I cannot begin to guess how many patients I have seen with chronic paronychia (CP) since I started my residency 36 years ago. I know precisely how many patients I have referred for surgical correction of CP – zero! The reason for that is that I never thought about this condition being amenable to surgery. How ignorant I have been!
According to Shafritz and Coppage (1):
Chronic paronychia is inflammation of the perionychium that has been present for >6 weeks. This inflammation can have many causes and often is related to repeated exposure to environmental irritants, with colonization by fungal or bacterial pathogens that occurs after disruption of the barrier formed by the eponychium and nail vest. Exposure to irritants can take many forms and persons with a higher risk of chronic paronychia include those with frequent exposure to moisture and/or chemical irritants. Homemakers, bartenders, barbers, dishwashers, cooks, food handlers, swimmers, and nurses are commonly identified as having an increased risk of chronic paronychia. Conditions such as diabetes mellitus and immunosuppression also predispose patients to development of chronic paronychia.
Standard medical therapy for chronic paronychia includes avoiding wet work, trauma, and irritants. The pharmacologic approach focuses on decreasing infection (bacterial, and or fungal, typically Candida) by antibiotics and antifungal treatment, and decreasing inflammation by the use of topical steroids and/or calcineurin inhibitors. If there is no response to medical therapy, a surgical approach may be warranted. Previous techniques included removing the proximal nail fold leaving the nail intact or by performing an en bloc removal of the nail fold.

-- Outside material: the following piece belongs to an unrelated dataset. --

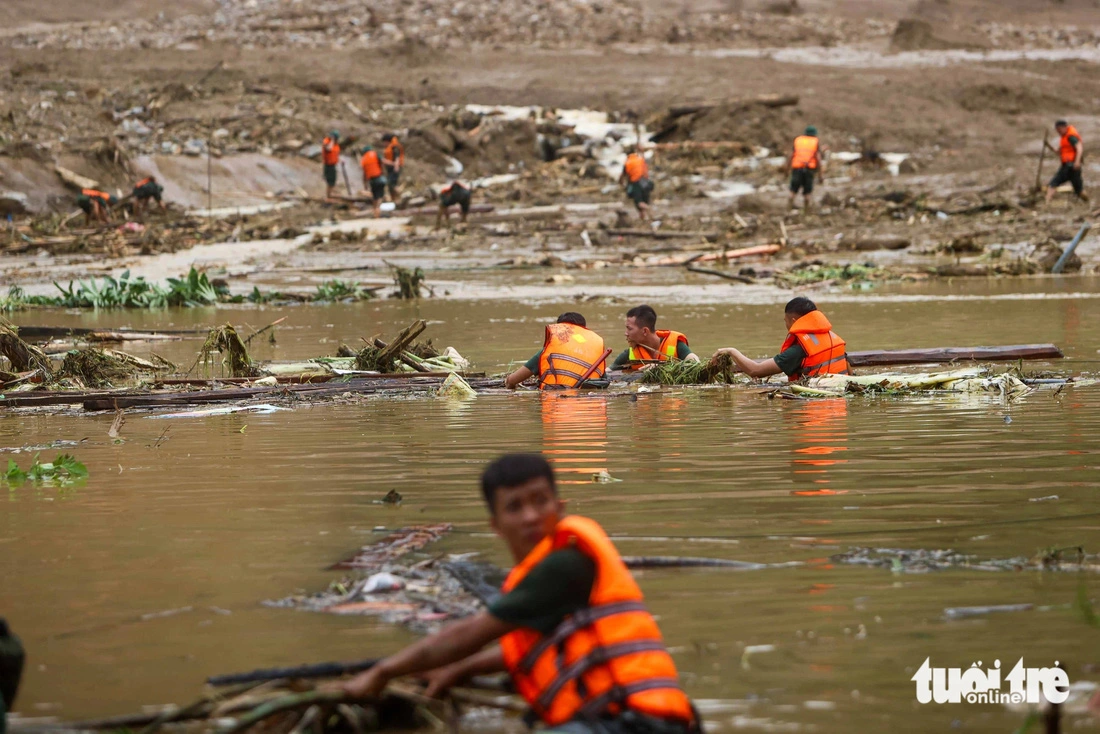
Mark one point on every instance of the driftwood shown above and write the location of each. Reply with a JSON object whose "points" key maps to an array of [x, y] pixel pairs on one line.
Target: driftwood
{"points": [[680, 561], [106, 335], [955, 353], [881, 243], [668, 234], [22, 355], [393, 350], [765, 100], [315, 670], [714, 256], [75, 179], [701, 145], [403, 357], [718, 273]]}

Ferreira Viera d’Almeida et al described the “Square Flap” technique for chronic paronychia. Under local anesthesia, oblique incisions are made on the nail fold, making a flap. The fibrotic tissue responsible for the chronic paronychia is excised and the cuticle is then resutured. I suggest that you watch the video to fully appreciate this surgical technique. I was astounded by the degree of fibrosis that is responsible for the problem. After watching the video, I fully comprehend why most of my patients did not improve – the extent of subungal fibrosis explains why standard medical therapy is unlikely to alleviate the condition. The authors treated 34 fingers with CP (from 9 patients); 32 of the 34 fingers improved with maintenance of nail plate length. A disadvantage of the procedure is that it is “neither fast nor easy to perform, requiring a skilled nail surgeon’” (i.e., not me). Complete healing occurs in 2 weeks and cuticle regrowth in 6 weeks, allowing the patient to return to daily activities (2).
I was a third year medical student on my surgical rotation when I first heard the adage “A chance to cut is a chance to cure”. Even for chronic paronychia!
- Shafritz AB, Coppage JM. Acute and chronic paronychia of the hand. J Am Acad Orthop Surg 2014; 22: 165-74.
- Ferreira Viera d’Almeida L, et al. Chronic paronychia treatment: Square flap technique. J Am Acad Dermatol 2016; 75: 398-403.